At a system level, it is important to acknowledge that women with disabilities experience significant socioeconomic obstacles that may make it challenging for them to benefit from individual-level interventions that target modification of health behaviors (e.g., exercise and healthy eating) and other preconception health topics.11 In describing their perinatal health framework for women with physical disabilities, Mitra et al.55 argued that “efforts to improve the health and health care of women with disabilities must be embedded within a strategy of improving the economic and social opportunities available to women and men with disabilities overall” (p. 504). Interventions beyond health care, including policies and services related to housing, education, and employment, are needed to create a social context in which the individual preconception health disparities experienced by women with disabilities can be addressed.

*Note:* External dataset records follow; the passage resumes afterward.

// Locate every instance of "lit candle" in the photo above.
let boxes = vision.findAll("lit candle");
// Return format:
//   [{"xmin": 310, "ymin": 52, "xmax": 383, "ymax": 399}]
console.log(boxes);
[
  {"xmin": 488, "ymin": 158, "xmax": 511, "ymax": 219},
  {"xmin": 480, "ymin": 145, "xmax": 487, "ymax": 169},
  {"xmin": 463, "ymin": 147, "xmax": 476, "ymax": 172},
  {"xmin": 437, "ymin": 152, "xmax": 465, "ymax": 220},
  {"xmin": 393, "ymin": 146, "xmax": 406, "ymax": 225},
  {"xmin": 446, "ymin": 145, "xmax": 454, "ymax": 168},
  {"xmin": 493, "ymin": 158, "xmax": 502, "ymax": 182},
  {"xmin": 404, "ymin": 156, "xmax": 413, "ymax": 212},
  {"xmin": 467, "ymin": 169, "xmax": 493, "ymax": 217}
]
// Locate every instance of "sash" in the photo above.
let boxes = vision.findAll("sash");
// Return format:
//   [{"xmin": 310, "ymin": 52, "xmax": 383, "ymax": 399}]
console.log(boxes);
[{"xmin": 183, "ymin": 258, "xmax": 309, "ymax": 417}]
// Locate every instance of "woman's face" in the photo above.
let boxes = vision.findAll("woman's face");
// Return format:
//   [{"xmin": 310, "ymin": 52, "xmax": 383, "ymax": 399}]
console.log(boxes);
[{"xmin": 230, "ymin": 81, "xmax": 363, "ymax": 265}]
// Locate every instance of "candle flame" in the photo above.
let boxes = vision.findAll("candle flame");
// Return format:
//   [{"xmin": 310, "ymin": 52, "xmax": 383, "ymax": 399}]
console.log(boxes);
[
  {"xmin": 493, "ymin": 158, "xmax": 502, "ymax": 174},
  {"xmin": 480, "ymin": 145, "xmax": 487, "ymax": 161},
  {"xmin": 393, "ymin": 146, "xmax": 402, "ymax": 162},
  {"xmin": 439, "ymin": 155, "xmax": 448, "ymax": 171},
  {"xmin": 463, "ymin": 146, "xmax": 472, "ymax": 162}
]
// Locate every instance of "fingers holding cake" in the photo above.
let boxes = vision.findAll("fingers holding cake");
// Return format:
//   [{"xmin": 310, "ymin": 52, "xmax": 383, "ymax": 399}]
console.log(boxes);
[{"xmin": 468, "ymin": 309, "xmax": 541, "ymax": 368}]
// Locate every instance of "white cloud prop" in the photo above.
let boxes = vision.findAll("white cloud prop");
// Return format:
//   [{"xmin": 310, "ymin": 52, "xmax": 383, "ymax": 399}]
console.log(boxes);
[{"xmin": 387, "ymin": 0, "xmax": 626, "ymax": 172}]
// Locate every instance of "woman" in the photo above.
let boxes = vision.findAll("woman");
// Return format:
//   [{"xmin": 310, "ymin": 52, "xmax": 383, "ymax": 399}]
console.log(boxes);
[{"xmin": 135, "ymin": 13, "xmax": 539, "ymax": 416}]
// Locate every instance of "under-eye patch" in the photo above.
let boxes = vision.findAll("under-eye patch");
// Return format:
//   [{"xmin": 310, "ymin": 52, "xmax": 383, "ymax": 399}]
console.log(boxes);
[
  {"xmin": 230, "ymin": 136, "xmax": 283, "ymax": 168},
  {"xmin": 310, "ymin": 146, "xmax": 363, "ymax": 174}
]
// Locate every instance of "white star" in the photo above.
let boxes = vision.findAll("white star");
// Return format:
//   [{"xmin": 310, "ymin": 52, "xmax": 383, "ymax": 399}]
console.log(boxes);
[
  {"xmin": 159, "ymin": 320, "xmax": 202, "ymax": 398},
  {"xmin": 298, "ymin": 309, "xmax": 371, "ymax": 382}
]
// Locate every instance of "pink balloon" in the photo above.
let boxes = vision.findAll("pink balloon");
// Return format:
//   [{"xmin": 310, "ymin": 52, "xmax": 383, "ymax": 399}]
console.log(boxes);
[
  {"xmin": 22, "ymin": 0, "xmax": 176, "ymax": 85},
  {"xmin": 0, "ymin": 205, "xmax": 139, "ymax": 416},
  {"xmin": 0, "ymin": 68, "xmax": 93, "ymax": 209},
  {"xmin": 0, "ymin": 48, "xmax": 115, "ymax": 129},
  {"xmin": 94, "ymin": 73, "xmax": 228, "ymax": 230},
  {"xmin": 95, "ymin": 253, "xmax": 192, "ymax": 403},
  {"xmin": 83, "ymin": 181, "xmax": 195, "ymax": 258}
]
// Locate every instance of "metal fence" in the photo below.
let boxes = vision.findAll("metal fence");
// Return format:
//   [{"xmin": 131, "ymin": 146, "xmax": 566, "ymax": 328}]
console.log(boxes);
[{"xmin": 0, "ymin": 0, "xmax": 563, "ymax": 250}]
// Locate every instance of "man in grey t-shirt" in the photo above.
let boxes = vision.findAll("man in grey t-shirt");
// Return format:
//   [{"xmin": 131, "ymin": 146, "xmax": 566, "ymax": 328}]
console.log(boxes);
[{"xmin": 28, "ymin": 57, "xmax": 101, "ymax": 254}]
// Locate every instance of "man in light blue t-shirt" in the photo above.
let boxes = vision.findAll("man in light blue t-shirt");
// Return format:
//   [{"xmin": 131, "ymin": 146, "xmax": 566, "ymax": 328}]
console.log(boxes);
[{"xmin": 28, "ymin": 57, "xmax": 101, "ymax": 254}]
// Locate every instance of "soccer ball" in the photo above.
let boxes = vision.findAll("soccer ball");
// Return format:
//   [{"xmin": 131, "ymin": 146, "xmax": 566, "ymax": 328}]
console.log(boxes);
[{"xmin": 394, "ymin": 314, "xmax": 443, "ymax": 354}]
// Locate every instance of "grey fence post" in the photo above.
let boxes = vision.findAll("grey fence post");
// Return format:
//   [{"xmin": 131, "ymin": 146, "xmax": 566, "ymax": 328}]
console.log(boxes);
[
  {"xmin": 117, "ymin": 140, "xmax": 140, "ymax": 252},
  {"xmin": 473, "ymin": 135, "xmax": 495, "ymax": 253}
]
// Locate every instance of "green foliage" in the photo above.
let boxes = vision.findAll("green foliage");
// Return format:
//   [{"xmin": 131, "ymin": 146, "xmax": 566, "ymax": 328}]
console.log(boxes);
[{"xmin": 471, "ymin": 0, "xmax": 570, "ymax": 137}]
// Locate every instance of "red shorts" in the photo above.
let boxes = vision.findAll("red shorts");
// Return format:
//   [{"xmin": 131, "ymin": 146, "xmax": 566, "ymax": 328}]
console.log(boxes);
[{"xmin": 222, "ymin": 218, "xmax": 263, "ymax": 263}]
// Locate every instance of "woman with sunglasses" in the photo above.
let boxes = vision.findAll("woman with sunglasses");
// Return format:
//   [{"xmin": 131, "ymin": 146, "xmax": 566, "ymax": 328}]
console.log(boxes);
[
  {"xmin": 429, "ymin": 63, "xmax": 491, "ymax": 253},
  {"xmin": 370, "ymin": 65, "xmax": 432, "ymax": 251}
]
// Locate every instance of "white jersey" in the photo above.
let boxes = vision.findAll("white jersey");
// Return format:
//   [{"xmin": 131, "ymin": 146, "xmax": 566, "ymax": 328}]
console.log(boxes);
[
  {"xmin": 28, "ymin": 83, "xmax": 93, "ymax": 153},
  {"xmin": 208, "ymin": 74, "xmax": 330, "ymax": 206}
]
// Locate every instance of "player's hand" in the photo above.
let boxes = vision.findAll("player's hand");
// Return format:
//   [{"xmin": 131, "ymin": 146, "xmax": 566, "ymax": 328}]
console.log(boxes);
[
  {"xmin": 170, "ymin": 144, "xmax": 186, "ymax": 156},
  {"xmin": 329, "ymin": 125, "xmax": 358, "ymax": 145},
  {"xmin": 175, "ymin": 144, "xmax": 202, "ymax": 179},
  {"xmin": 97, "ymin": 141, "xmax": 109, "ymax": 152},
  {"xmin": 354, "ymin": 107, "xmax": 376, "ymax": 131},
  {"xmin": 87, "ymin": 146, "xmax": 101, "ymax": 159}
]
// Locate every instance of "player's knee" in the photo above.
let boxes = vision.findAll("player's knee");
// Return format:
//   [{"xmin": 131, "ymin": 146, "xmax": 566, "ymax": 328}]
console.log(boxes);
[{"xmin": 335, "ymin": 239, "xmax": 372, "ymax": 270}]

In the context of care delivery, such adaptations may require longer and more frequent visits,34,48,49 as well as collaboration among public health, primary care, obstetrics and gynecology, psychiatry, and other allied health professionals such as occupational and physical therapists, dieticians, and social workers.29,44 Attending to the potentially complex preconception health needs of women with disabilities may therefore not only take more time but have implications for who is reimbursed to provide care and what is reimbursed,56 which is difficult to change.

Arguably, women with disabilities in Canada, where there is universal health care, should have easier access to preconception care, compared with women with disabilities in the United States, who face insurance-related barriers including limits to the number of visits to a health care provider.11 Yet, we found that preconception health disparities exist for women with disabilities even within a universal health care system. Our findings suggest that elimination of financial barriers to health services for women with disabilities, while essential, is not enough to address preconception health disparities. Efforts to improve preconception health for women with disabilities must therefore address various individual and system-level barriers within and outside the health care system.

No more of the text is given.